Contacting your elderly relatives
When my great aunt was still alive, she and her friends agreed that they would call each other twice a day, to make sure that everyone was still alive and well. This worked like a champ and kept everyone aware of the others’ well-being. One by one, however, the ladies died; my aunt stopped her involvement in the group when she was put in a nursing home three months prior to her death.
My mother died two years ago and my dad, who was not involved in any outside groups, did not have anyone with whom he was in contact on a regular basis. My sister-in-law told us the story of her friend who lay in the shower for three days, after having slipped getting out of the shower, and we made the decision that Dad had to be called or seen every day. This has worked out well and I highly recommend you do this for any elderly relatives you have.
If you are the elderly person, you may wish to set something like this up, or you may want to get one of those “help, I’ve fallen and I can’t get up” services. The important thing here is that, if you live alone, someone needs to know you aren’t pushing up daisies! Think of it this way: how long would you want to lay on the floor or in need of help? Keep this in mind and make the arrangements to be checked on before you need it!
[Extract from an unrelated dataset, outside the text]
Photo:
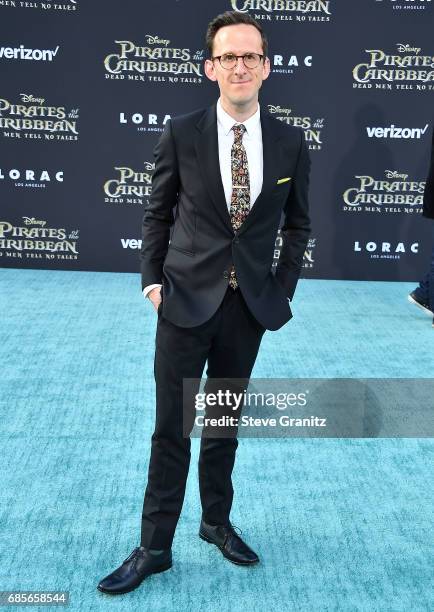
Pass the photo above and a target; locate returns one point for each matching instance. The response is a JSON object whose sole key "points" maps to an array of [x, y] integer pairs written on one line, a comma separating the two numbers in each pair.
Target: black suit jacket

You can also be a help to someone who lives alone. If you notice that someone does not keep his or her regular schedule of activities, you should call or go over to check on him or her. I understand that a pizza store realized that a regular customer had not called for a meal in 11 days. They went to check on the man and found him seriously in need of help. They called 911 and the man’s life was saved because someone noticed that they hadn’t seen him. Food for thought.